Eles desligaram a chamada, e eu ri. Como eu adoraria ter um relacionamento como o deles! Hoya e Dongwoo eram pessoas tão perfeitas uma para a outra. Gostavam das mesmas coisas, estavam sempre juntos, curtiam a presença um do outro. Eu idealizava um relacionamento como o deles e, confesso que me decepcionava ao ver que as possibilidades de eu contemplar algo parecido eram minúsculas.

Quando voltei a mim, notei uma mensagem nova em minha caixa de entrada, e meu coração falhou uma batida ao perceber que era de Woohyun. Eu não sabia o que fazer: se abrir e ler a mensagem, se jogar o celular pela janela e praguejar minha falta de coragem. Optei por ler, já que eu havia oferecido apoio a ele. Maldita hora.

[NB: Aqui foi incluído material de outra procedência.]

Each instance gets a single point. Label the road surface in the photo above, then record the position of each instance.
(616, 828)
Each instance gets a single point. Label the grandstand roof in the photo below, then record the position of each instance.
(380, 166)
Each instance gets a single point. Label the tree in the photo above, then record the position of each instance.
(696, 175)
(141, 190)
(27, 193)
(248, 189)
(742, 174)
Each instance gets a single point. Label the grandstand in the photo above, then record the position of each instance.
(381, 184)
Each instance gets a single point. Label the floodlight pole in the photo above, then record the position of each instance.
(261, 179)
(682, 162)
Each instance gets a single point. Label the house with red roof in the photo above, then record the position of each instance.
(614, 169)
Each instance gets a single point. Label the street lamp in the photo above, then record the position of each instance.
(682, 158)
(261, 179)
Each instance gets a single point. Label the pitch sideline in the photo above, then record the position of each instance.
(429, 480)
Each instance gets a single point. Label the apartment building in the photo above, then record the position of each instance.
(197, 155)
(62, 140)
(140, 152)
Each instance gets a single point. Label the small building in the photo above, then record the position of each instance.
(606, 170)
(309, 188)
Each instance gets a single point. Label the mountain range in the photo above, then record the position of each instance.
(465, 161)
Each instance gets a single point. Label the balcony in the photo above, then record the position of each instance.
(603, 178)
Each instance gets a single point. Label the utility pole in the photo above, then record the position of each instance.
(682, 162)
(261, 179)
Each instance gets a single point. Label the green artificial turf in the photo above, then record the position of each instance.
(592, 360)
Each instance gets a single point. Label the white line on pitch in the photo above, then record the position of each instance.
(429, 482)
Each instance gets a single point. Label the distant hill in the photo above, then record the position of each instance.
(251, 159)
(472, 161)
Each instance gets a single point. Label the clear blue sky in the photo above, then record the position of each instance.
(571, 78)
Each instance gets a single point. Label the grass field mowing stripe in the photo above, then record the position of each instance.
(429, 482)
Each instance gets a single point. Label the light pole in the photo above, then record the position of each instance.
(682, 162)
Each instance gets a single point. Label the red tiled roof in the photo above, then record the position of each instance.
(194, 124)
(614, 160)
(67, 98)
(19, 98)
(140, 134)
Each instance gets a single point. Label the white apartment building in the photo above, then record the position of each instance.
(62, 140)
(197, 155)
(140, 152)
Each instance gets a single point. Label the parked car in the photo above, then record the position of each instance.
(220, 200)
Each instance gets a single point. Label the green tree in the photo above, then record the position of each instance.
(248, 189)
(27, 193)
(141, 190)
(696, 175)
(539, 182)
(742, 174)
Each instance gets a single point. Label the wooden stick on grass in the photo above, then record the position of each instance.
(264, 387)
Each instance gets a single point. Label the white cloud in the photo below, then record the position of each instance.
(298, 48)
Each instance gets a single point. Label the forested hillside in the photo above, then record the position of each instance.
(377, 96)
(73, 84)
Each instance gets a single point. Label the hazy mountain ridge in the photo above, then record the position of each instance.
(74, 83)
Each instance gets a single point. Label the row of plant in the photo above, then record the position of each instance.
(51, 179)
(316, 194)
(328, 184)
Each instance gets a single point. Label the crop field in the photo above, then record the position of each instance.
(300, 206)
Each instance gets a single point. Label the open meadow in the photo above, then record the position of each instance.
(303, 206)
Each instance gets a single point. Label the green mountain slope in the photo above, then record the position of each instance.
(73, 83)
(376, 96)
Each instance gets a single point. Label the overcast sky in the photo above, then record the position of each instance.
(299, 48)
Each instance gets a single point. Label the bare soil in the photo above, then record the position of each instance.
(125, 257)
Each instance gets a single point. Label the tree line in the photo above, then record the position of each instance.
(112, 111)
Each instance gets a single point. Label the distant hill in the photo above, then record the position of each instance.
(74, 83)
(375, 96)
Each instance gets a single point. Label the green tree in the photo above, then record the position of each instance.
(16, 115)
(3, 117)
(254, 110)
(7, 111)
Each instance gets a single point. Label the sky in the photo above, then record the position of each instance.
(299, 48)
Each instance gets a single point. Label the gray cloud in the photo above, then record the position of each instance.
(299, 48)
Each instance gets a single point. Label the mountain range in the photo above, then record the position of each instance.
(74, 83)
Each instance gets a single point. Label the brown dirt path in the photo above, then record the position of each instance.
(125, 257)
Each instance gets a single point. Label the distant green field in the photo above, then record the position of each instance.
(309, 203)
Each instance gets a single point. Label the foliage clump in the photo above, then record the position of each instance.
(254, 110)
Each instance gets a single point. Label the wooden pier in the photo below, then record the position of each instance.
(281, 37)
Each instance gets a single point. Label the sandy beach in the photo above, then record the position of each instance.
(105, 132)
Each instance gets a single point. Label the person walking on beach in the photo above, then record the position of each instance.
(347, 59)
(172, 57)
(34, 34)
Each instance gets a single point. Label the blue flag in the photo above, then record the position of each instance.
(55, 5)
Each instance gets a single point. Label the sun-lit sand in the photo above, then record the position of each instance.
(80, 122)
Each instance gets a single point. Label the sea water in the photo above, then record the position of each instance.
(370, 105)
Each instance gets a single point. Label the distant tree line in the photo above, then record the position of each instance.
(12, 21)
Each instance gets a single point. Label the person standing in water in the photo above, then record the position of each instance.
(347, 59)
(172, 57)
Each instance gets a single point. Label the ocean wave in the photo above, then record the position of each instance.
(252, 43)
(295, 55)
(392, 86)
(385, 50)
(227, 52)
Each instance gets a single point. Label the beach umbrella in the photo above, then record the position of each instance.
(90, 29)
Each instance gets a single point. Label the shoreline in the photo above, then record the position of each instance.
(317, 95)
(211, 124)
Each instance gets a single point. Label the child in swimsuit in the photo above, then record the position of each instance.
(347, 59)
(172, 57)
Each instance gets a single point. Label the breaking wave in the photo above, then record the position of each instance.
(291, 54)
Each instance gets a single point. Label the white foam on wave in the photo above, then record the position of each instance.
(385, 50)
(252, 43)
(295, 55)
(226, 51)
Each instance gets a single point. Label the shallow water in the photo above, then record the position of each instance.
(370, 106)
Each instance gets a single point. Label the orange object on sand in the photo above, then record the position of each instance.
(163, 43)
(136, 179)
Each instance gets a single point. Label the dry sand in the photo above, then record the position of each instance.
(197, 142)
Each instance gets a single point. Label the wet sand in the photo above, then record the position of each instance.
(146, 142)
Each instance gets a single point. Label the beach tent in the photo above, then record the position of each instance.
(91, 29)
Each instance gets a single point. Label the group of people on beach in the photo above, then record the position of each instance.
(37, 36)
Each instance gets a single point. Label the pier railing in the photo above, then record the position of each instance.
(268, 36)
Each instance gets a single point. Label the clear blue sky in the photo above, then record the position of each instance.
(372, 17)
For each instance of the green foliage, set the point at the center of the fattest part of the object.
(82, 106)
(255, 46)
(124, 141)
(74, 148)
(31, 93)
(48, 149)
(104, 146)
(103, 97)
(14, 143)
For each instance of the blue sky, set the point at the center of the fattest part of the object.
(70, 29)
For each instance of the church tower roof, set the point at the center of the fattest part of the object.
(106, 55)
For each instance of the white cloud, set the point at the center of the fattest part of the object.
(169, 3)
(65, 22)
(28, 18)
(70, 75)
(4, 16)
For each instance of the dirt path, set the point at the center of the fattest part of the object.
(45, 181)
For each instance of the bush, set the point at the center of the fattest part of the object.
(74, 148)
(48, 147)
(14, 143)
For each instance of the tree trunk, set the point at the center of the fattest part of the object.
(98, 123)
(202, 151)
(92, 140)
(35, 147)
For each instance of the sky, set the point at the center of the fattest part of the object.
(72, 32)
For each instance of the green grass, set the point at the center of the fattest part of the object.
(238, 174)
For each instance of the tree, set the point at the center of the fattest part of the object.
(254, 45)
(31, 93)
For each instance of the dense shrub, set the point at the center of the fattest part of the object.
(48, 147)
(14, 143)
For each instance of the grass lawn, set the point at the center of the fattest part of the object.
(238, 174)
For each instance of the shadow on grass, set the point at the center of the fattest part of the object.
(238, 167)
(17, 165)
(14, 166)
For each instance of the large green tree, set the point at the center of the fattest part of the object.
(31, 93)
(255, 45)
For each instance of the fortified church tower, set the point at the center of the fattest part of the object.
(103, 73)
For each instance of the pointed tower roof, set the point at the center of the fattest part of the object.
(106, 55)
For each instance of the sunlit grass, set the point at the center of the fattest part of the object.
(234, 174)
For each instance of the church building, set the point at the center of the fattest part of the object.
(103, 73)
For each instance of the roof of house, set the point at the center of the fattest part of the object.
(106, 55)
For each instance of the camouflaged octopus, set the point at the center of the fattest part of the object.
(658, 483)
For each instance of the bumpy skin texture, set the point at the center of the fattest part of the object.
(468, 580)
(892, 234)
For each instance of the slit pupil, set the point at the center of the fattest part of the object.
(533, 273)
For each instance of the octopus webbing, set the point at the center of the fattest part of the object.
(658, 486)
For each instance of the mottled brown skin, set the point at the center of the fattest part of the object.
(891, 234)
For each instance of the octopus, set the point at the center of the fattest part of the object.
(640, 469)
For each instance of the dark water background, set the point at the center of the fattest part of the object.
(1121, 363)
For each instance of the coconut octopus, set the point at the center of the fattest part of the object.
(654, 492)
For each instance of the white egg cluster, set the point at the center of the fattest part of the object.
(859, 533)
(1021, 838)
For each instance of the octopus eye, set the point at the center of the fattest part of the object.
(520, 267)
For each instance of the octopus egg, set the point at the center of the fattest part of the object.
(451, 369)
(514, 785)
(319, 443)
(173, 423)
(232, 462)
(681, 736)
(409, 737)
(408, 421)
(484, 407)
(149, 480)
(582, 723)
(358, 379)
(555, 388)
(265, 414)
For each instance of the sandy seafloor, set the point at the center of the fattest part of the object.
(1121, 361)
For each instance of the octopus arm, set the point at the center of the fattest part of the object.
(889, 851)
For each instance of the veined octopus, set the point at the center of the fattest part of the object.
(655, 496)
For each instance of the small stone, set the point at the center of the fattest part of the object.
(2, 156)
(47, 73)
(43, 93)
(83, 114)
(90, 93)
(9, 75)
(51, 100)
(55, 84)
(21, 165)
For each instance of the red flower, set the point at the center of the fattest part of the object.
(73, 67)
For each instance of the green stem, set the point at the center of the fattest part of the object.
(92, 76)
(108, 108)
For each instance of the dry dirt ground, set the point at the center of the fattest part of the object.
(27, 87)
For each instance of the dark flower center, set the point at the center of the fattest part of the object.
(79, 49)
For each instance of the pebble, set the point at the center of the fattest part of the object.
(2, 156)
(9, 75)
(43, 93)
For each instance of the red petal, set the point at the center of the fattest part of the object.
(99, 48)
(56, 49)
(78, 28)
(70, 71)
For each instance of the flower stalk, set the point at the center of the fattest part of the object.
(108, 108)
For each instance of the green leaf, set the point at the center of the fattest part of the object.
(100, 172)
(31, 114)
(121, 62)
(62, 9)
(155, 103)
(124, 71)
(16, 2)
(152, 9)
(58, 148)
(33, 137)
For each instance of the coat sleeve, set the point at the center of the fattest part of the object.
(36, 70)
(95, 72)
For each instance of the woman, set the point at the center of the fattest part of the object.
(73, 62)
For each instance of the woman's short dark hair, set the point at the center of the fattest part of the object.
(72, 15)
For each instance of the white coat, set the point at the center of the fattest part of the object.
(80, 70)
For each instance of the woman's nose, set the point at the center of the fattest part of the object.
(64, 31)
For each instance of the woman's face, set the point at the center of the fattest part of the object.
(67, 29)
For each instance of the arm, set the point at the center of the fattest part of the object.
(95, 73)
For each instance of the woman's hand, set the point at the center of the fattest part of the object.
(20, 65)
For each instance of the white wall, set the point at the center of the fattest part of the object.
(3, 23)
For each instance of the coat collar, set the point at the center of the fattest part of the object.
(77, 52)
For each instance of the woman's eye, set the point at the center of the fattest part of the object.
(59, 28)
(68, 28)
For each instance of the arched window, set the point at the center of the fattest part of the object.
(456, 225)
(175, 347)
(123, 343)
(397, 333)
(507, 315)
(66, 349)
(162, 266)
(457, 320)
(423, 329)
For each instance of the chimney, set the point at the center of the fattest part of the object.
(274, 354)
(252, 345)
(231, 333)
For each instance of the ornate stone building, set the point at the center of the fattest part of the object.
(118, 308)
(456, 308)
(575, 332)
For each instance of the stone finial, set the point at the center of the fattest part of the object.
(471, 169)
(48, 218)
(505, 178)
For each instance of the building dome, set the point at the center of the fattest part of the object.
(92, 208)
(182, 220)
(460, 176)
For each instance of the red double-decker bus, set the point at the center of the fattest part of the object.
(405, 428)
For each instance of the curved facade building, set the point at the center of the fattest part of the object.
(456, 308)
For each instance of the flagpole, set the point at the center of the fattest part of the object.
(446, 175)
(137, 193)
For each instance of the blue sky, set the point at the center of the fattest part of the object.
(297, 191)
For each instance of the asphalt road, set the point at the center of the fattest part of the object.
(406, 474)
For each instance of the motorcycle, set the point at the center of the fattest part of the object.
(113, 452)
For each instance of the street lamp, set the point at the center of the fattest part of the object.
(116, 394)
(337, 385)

Respirei fundo e apertei o botão para abri-la.

“Obrigado, Gyu.”

Encarei cada um dos caracteres daquela mensagem por algo que deduzi ser alguns dois minutos. Por que ele agradeceria? Eu fora um intrometido, idiota, etc. Enfim, eu não achava que ele precisava agradecer por algo.

O que eu poderia responder? Eu não sabia. Meus dedos digitaram “Não precisa agradecer, Namu, estou aqui quando precisar.” E coloquei uma carinha piscando, algo que achei totalmente bobo depois que enviei. Não demorou até que eu obtivesse uma resposta.

“Você nem sabe o quanto, mas tá ajudando bastante. Obrigado, de verdade.”

Sorri ao ler aquilo. Eu realmente me sentia bem quando ajudava alguém, ajudar Nam Woohyun para mim, era como salvar toda uma nação. O problema é que ele me encorajava, e eu desaprendi a ter limites.

“Quer conversar? Podemos, sei lá, dar uma volta… Ou você pode me ligar.”

“Eu adoraria, mas minha mãe não deixa.”

Ele respondeu mais rápido do que eu imaginava, e de repente, tudo se embaralhou em minha cabeça. Eu seria capaz de pular o portão de sua casa, me esgueirar pelo muro e subir até a sacada, só para vê-lo. No entanto, não queria parecer capaz disso. Ele me acharia maluco.

“Por quê?”

Roí as unhas esperando por uma resposta. Sabia que Woohyun negaria qualquer informação que fosse, e aquela seria provavelmente a milésima vez que eu tentava. Mas já havia enviado a mensagem e logo meu celular acusava uma nova, o que me deixava ainda mais nervoso do que me senti quando ele enviou a primeira.

“Pode parecer estranho, mas eu estou de castigo. Minha mãe não deixa eu viver, e isso provavelmente vai durar pra sempre.”

Me surpreendi com a resposta e senti o celular escorregar entre meus dedos molhados de suor. Woohyun começava a se tornar alguém totalmente diferente. Estaria ele se abrindo comigo? “Castigo? Por quê?” Se eu recebesse uma resposta que não fosse você não entenderia, eu já ficaria satisfeito.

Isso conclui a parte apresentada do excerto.